Preheat oven to 350 degrees F and grease an 8 1/2 x 4 1/4 loaf pan. Line the bottom with parchment, leaving a two-inch overhang on both sides.
In a small bowl, toss raspberries with 1 teaspoon flour until coated and set aside.
In a separate bowl, whisk together the yogurt, sugar, eggs, lemon zest, vanilla, and oil. Sift in the flour, baking powder, and salt into the yogurt mixture and stir just until combined. Be careful not to overmix. Carefully fold raspberries into the batter and transfer to the prepared loaf pan.

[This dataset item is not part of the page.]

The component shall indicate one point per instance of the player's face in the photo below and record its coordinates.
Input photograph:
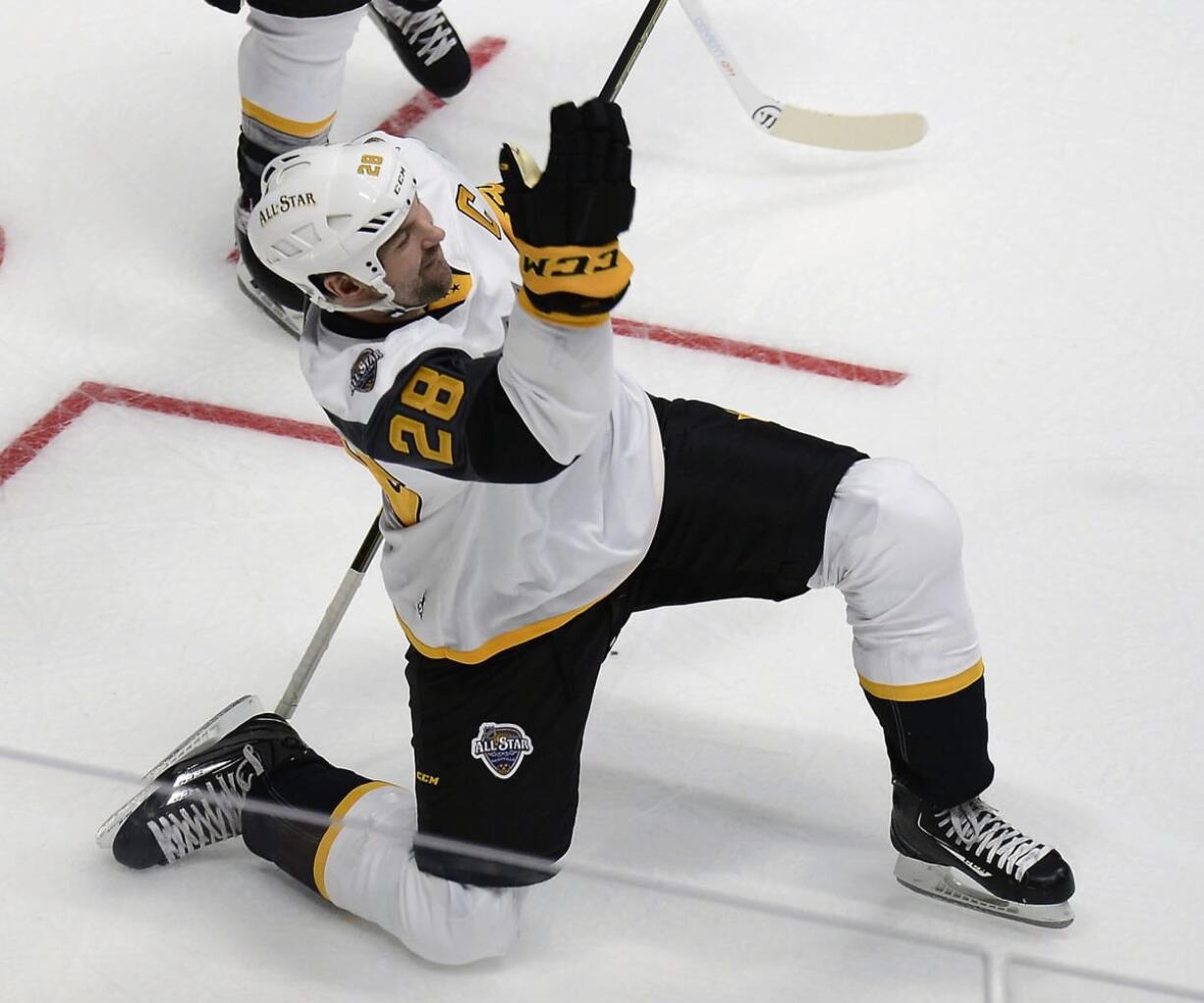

Bake for about 50 to 60 minutes, or until a cake tester placed into the center of the loaf comes out clean and the loaf is golden.
While the cake is baking, making the lemon drizzle. In a small saucepan over medium heat, simmer the lemon juice and sugar until the sugar dissolves; about 2 minutes.
Remove the cake from the oven and let cool in the pan on a cooling rack for 10 minutes. Carefully remove it from the loaf pan and set on a cooling rack with a sheet pan underneath. Brush the warm cake generously with lemon drizzle.
If you want glaze the cake, let it cool completely. Then combine the powdered sugar and lemon juice until smooth and drizzle over the top.